Start by calling the Berkshire Visitors Bureau (1-800-BERKSHR) for a copy of their summer guide. Published every year about April 1, it contains theater, music, and dance schedules, hotel and restaurant listings, hours for museums and houses, et cetera. While waiting for it to arrive, hunt up a copy of The Berkshire Book (1986), by Jonathan Sternfield. It offers a complete guide to history, culture, hotels, and shopping in the area. The restaurant reviews are especially useful—outspoken and on target.

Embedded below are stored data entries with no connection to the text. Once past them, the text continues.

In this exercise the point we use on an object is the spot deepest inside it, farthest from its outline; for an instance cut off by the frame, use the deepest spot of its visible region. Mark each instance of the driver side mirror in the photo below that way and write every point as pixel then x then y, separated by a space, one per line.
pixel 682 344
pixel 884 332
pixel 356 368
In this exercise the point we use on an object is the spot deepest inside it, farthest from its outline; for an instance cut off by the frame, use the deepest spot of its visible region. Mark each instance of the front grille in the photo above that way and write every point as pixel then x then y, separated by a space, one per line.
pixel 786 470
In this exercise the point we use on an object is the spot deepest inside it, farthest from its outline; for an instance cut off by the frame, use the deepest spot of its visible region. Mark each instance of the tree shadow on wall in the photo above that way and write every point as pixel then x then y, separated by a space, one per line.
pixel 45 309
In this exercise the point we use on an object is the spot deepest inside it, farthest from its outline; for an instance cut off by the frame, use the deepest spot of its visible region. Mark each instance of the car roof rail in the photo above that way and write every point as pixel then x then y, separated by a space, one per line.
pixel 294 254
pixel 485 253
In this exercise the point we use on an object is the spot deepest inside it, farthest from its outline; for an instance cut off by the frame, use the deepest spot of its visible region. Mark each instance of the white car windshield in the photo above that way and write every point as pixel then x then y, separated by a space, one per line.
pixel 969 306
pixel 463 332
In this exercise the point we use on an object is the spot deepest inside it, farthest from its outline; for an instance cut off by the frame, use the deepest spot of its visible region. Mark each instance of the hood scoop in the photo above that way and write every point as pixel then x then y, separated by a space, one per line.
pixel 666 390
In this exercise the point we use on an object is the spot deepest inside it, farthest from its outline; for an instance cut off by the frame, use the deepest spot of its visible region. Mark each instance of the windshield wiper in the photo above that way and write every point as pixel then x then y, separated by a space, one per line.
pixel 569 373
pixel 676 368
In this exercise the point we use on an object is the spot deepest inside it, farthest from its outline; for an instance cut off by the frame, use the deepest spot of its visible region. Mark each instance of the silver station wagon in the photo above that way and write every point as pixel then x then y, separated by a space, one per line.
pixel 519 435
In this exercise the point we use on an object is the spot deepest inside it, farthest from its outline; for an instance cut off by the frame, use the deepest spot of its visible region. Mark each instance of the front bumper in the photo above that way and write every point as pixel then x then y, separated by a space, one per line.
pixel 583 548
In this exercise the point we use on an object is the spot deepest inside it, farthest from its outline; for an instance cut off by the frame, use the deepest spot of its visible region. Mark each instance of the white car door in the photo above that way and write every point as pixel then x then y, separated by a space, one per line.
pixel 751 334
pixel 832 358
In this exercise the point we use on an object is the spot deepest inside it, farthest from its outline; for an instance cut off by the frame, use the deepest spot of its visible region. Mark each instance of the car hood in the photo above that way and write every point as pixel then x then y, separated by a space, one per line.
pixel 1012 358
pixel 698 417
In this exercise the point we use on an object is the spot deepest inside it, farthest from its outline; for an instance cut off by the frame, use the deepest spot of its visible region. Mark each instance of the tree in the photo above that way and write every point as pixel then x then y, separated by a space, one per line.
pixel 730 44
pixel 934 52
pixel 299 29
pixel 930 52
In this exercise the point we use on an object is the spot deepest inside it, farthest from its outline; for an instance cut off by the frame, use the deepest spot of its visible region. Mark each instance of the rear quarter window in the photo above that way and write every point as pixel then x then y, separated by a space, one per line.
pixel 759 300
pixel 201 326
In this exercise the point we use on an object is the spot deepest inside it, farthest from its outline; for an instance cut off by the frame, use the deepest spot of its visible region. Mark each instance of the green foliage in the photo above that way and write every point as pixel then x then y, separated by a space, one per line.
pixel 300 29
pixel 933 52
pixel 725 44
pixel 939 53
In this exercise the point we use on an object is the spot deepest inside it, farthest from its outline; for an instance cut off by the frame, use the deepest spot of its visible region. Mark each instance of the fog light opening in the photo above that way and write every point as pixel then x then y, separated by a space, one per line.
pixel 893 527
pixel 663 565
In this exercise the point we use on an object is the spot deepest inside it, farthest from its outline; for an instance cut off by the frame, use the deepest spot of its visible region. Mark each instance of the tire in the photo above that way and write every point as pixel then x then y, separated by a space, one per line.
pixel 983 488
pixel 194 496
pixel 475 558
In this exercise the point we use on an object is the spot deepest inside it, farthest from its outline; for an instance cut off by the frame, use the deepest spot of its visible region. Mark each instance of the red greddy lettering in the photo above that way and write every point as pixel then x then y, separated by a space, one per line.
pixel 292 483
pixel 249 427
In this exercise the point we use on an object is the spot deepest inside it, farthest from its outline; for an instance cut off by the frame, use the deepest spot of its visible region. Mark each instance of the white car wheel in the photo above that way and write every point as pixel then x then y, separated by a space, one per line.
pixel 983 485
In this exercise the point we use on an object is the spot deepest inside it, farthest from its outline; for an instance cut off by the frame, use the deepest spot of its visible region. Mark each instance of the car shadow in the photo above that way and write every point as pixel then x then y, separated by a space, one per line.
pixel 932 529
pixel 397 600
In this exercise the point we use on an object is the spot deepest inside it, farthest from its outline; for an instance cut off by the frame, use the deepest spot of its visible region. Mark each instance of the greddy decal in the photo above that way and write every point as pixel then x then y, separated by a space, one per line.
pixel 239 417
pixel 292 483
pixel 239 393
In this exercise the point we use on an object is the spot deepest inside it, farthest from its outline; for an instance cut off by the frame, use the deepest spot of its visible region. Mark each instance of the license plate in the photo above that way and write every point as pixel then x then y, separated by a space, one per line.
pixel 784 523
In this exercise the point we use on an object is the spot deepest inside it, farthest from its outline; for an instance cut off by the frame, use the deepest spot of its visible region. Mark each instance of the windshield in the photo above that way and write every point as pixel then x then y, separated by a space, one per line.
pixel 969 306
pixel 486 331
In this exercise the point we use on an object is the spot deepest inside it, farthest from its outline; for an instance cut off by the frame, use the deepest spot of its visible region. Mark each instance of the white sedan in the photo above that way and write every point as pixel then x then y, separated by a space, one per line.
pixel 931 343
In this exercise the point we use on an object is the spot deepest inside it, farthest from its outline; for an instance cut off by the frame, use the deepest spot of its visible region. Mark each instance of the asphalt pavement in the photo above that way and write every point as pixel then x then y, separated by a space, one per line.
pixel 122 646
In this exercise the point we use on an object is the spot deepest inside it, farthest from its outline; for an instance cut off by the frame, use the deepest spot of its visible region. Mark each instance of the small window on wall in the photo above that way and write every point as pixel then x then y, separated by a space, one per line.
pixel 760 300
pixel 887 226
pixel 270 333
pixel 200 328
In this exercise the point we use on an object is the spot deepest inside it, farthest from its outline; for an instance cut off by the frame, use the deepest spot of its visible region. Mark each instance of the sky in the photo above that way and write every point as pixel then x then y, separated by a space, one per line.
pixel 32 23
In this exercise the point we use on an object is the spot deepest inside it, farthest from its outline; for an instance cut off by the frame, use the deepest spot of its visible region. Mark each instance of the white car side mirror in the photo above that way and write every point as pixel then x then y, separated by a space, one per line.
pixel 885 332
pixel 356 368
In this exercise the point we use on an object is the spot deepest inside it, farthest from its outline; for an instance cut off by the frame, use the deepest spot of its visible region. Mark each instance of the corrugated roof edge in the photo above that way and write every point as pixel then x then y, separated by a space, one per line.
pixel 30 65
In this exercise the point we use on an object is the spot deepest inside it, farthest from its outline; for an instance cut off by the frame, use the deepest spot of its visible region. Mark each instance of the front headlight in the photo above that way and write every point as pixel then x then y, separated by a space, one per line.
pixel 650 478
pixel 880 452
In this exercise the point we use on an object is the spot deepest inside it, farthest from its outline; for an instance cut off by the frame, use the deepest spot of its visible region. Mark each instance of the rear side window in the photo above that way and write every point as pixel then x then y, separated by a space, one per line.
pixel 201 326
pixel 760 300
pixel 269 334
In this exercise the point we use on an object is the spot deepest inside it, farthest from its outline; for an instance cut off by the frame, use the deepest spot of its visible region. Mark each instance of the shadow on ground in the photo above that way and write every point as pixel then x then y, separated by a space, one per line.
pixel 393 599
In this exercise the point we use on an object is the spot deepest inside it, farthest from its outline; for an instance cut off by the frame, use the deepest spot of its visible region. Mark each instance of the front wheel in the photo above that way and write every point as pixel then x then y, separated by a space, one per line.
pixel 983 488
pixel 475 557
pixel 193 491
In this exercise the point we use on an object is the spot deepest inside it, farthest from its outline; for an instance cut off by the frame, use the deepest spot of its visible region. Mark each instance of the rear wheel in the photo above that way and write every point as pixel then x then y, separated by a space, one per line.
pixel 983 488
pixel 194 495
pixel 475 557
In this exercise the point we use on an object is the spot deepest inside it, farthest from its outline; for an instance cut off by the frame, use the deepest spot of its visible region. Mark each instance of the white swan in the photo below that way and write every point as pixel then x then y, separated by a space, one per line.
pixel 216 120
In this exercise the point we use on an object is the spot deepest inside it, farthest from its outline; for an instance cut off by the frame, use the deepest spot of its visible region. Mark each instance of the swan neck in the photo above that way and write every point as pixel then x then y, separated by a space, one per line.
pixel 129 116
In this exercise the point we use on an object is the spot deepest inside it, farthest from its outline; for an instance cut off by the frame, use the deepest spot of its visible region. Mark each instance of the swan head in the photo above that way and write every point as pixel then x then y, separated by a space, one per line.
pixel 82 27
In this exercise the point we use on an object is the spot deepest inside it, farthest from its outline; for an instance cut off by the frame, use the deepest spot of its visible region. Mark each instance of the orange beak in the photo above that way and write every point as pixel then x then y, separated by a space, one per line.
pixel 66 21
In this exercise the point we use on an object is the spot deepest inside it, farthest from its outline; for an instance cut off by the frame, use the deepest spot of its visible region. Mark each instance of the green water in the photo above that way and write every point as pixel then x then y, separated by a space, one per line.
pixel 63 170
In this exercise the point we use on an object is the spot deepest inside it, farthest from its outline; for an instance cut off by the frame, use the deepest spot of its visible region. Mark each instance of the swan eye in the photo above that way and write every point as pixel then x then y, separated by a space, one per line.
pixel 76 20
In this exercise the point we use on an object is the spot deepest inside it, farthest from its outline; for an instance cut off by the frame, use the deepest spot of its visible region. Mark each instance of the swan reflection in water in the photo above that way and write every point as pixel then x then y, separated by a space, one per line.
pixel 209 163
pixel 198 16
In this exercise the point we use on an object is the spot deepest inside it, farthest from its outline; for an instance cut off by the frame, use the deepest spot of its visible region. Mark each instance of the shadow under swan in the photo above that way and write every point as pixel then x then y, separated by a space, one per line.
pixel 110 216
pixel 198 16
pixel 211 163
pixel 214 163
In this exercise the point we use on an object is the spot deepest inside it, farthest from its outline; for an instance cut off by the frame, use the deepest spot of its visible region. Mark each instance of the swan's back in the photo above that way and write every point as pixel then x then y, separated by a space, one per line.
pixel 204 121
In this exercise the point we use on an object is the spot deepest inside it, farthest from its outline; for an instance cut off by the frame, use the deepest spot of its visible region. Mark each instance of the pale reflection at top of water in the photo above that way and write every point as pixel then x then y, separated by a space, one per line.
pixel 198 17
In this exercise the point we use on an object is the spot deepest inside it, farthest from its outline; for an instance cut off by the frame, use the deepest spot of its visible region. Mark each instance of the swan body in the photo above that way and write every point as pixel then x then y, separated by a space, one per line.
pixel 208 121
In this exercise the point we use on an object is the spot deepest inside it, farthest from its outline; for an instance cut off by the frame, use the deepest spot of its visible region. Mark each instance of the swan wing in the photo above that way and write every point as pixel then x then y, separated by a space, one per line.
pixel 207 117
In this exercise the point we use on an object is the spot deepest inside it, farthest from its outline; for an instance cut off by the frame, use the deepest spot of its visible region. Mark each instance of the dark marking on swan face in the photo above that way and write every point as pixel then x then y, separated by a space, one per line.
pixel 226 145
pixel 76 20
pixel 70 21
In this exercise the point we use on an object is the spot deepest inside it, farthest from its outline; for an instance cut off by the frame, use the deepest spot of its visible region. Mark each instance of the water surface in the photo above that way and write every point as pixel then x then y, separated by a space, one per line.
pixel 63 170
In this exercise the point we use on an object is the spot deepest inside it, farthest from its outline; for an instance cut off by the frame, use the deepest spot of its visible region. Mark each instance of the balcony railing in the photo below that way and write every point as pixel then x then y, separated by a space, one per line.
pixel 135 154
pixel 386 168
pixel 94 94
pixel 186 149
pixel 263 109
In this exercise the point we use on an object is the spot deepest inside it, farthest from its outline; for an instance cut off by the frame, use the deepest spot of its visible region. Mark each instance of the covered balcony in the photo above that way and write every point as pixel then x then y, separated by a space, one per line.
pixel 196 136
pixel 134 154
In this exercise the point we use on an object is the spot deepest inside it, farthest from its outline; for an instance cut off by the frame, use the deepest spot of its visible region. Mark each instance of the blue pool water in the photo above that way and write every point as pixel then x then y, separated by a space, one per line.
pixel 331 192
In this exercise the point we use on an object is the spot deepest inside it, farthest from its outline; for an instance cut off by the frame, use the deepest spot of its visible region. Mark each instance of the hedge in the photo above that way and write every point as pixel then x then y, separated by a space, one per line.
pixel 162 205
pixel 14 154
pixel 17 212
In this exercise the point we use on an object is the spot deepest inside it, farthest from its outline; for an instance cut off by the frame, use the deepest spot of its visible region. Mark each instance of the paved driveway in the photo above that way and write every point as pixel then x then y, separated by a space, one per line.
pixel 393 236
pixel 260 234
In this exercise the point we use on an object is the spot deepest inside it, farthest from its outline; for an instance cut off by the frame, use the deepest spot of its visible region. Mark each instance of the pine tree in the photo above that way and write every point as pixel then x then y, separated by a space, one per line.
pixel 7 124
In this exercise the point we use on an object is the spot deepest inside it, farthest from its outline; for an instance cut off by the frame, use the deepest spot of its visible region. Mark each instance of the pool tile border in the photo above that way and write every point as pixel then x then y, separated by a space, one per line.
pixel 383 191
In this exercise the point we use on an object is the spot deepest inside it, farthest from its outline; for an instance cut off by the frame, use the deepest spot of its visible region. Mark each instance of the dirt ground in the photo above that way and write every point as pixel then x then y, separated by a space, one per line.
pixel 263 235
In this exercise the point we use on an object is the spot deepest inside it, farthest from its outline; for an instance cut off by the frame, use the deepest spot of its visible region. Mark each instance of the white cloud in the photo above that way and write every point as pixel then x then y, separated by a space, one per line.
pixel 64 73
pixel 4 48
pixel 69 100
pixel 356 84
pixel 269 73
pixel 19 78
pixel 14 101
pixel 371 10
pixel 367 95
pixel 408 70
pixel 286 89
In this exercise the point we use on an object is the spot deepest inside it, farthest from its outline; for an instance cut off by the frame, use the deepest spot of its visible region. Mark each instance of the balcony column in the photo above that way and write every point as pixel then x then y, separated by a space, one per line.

For those who want to cover all of the Berkshires, and there are many places of interest both west and east of those mentioned here, it would be best to travel by car and stay in a different hotel each night, being sure to try at least one of the small inns like the Williamsville Inn or the Hancock Inn (in Williamsville and Hancock, respectively). Travelers who prefer to have a home base from which to make day trips will find the best selection of comfortable and historic hotels in Lenox, including the Birchwood Inn (about 1840), the Village Inn (1771), and the Gateways Inn (1902). Also, a couple of mansions have been converted into luxury accommodations, among them Blantyre, a summer cottage built in 1902, and Wheatleigh, an 1893 copy of a sixteenth-century Italian palazzo.
Recommended reading: Berkshire, The First Three Hundred Years, 1676–1976 , put out by the Eagle Publishing Co.; The Berkshire Cottages: A Vanishing Era, by Carole Owens; and Literary Life in Nineteenth-Century Berkshire County, by Luther Stearns Mansfield, published by the Berkshire County Historical Society.